Hybrid transactional/analytical processing
Hybrid transaction/analytical processing (HTAP), a term created by Gartner Inc. – an information technology research and advisory company. As defined by Gartner:
Hybrid transaction/analytical processing (HTAP) is an emerging application architecture that "breaks the wall" between transaction processing and analytics. It enables more informed and "in business real time" decision making.
In the 1960s, computer use in the business sector began with payroll transactions and later included tasks in areas such as accounting and billing. At that time, users entered data, and the system processed it at a later time. Further development of instantaneous data processing, or online transaction processing (OLTP), led to widespread OLTP use in government and business-sector information systems.
Online analytical processing (OLAP) covers the analytical processing involved in creating, synthesizing, and managing data. With greater data demands among businesses, OLAP also has evolved. To meet the needs of applications, both technologies are dependent on their own systems and distinct architectures. As a result of the complexity in the information architecture and infrastructure of both OLTP and OLAP systems, data analysis is delayed.[need quotation to verify]
HTAP advantages and challenges
There are various interpretations of HTAP other than Gartner's original definition; an "emerging architecture". These interpretations suggest different advantages, one being a database functionality. Recent advances in research, hardware, OLTP and OLAP capabilities, in-memory technologies, scalable transactional management and products enable transactional processing and analytics, or HTAP, to operate on the same database.
However, Gartner's most recent reports suggest broader advantages than a single unified database can offer. Traditional application architectures separated transactional and analytical systems. Digital business, and the need to respond to business moments, means that using "after the fact" analysis is no longer adequate. Business moments are transient opportunities that must be exploited in real time. If an organization is unable to recognize and/or respond quickly to a business moment by taking fast and well-informed decisions, then some other organization will, resulting in a missed opportunity (or a new business threat). HTAP allows advanced analytics to be run in real time on "in flight" transaction data, providing an architecture that empowers users to respond more effectively to business moments.
The main technical challenges for an HTAP database are how to be efficient both for operational (many small transactions with a high fraction of updates) and analytical workloads (large and complex queries traversing large number of rows) on the same database system and how to prevent the interference of the analytical queries over the operational workload.
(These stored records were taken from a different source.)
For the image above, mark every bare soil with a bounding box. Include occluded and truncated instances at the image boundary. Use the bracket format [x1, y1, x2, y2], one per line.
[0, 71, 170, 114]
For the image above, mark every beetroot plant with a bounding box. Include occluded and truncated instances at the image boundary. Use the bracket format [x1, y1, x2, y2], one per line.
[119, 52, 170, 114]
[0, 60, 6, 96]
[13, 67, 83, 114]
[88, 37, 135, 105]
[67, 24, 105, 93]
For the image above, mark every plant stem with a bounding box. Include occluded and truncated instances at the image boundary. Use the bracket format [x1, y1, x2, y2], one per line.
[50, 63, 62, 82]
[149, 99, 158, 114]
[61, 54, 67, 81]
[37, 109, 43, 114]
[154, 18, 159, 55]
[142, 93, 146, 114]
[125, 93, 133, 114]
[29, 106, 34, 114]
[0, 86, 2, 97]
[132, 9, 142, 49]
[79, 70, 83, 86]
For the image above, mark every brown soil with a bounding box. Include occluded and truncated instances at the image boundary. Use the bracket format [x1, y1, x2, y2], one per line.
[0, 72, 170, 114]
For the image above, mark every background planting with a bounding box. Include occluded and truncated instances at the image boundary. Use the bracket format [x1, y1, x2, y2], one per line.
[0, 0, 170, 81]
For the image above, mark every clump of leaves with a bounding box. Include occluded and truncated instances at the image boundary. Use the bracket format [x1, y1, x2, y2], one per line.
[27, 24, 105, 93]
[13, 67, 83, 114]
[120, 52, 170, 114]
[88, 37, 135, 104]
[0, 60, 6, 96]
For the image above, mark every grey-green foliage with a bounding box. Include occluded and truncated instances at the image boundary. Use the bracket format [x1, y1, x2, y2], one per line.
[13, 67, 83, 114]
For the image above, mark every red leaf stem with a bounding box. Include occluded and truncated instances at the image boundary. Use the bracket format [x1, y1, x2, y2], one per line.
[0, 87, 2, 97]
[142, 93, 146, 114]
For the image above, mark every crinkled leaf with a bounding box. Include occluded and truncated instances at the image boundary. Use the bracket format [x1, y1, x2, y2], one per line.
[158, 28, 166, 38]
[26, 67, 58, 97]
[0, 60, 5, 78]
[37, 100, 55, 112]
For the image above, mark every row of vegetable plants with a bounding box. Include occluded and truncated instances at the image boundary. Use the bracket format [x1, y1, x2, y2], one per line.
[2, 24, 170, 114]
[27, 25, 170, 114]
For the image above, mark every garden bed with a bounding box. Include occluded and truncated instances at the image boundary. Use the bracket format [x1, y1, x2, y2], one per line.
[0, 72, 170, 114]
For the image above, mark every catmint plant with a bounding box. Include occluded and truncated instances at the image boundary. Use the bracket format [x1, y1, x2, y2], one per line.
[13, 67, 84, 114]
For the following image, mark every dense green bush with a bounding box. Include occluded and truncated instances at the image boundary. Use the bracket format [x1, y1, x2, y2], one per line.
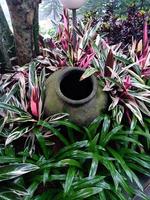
[0, 7, 150, 200]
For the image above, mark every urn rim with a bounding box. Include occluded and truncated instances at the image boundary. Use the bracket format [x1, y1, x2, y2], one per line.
[56, 67, 98, 105]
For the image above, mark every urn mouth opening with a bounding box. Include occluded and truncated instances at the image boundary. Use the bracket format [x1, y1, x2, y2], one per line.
[58, 68, 97, 105]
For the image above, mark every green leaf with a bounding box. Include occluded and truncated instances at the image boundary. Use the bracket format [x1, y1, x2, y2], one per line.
[0, 163, 39, 182]
[33, 127, 49, 159]
[108, 148, 143, 190]
[0, 102, 30, 116]
[80, 67, 98, 81]
[64, 167, 76, 195]
[5, 127, 29, 145]
[37, 120, 69, 146]
[71, 187, 103, 200]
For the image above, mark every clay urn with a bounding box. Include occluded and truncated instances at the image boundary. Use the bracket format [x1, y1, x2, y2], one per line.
[44, 67, 107, 126]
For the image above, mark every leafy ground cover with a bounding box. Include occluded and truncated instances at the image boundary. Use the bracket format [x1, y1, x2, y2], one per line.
[0, 8, 150, 200]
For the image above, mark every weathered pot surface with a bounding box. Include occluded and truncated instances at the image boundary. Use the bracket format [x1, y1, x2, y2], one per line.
[44, 67, 107, 125]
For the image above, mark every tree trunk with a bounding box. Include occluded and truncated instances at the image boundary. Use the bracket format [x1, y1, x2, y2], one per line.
[0, 5, 15, 73]
[6, 0, 41, 65]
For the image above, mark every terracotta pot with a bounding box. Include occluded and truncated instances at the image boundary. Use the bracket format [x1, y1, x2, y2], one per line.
[44, 67, 107, 125]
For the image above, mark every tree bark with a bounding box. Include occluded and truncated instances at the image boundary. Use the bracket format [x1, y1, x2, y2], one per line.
[0, 5, 15, 73]
[6, 0, 41, 65]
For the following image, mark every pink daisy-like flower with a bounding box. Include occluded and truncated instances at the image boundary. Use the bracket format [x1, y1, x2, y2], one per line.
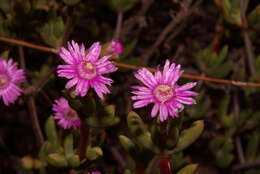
[57, 41, 117, 99]
[132, 60, 198, 122]
[88, 171, 101, 174]
[0, 58, 25, 106]
[52, 97, 80, 129]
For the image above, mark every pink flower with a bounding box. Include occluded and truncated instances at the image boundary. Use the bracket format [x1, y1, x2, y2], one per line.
[57, 41, 117, 99]
[132, 60, 198, 122]
[88, 171, 101, 174]
[0, 58, 25, 106]
[109, 39, 123, 56]
[52, 97, 80, 129]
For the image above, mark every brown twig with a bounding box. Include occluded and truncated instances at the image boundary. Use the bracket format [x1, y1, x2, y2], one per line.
[19, 46, 44, 146]
[141, 0, 199, 65]
[233, 91, 245, 164]
[0, 37, 260, 87]
[240, 0, 256, 75]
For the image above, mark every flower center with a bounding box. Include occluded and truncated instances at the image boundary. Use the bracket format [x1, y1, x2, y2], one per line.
[154, 85, 174, 103]
[65, 108, 78, 120]
[0, 74, 9, 89]
[78, 61, 97, 80]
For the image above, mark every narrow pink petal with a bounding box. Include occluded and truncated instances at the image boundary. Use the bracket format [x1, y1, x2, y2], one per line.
[160, 104, 168, 122]
[65, 78, 78, 89]
[151, 103, 159, 117]
[175, 82, 197, 91]
[133, 100, 151, 108]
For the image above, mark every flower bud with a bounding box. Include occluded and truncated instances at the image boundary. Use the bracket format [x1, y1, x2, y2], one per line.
[102, 39, 124, 58]
[21, 156, 33, 169]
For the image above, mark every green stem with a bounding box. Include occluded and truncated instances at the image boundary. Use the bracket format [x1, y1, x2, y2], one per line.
[144, 155, 160, 174]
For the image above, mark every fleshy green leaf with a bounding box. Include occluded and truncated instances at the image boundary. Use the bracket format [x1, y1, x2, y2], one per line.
[166, 120, 204, 154]
[47, 153, 68, 167]
[119, 135, 135, 152]
[86, 147, 103, 161]
[64, 134, 74, 159]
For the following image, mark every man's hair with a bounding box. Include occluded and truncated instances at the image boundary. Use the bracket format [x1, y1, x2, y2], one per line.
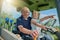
[32, 10, 40, 19]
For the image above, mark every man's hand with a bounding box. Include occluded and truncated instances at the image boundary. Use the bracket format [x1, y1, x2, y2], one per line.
[48, 15, 55, 18]
[30, 30, 38, 39]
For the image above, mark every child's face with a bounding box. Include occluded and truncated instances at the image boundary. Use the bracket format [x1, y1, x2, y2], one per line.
[32, 11, 39, 19]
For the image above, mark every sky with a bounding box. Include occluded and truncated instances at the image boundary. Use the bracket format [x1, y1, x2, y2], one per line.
[2, 2, 59, 25]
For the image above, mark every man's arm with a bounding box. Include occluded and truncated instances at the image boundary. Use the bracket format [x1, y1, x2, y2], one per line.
[18, 25, 38, 38]
[40, 15, 55, 22]
[31, 20, 47, 30]
[18, 25, 32, 35]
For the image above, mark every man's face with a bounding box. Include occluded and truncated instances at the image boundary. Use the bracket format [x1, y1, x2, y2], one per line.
[32, 12, 39, 19]
[22, 8, 30, 17]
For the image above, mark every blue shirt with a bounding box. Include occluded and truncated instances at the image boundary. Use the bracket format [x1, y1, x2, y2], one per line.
[17, 16, 32, 36]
This kind of operational workload is also commonly referred to as Operational Analytical Processing.
HTAP solves the issue of analytic latency in several ways, including eliminating the need for multiple copies of the same data and the requirement for data to be offloaded from operational databases to data warehouses via ETL processes.
Most applications of HTAP are enabled by in-memory technologies that can process a high volume of transactions and offer features such as forecasting and simulations. New HTAP technologies use scalable transactional processing, and do not need to rely on keeping the whole database in-memory. HTAP has the potential to change the way organizations do business by offering immediate business decision-making capabilities based on live and sophisticated analytics of large volumes of data. Government and business leaders can be informed of real-time issues, outcomes, and trends that necessitate action, such as in the areas of public safety, risk management, and fraud detection.
Some challenges for HTAP include limited industry experience and skills, as well as undefined best practices.
HTAP functionality is offered by database companies, such as Alibaba DRDS, LeanXcale, TiDB, Hubble, ArangoDB, Aerospike, Apache Ignite/GridGain In-Memory Data Fabric, IBM IBM_Db2 IDAA, InterSystems, Kdb+, Microsoft SQL Server, Neo4j, Oracle 12c In-Memory, SAP HANA, MemSQL, MongoDB, VoltDB, NuoDB, OrientDB, DataStax, eXtremeDB, Splice Machine, EsgynDB, Cloud Spanner, HarperDB, Amazon Aurora (Parallel Query) and BlobCity.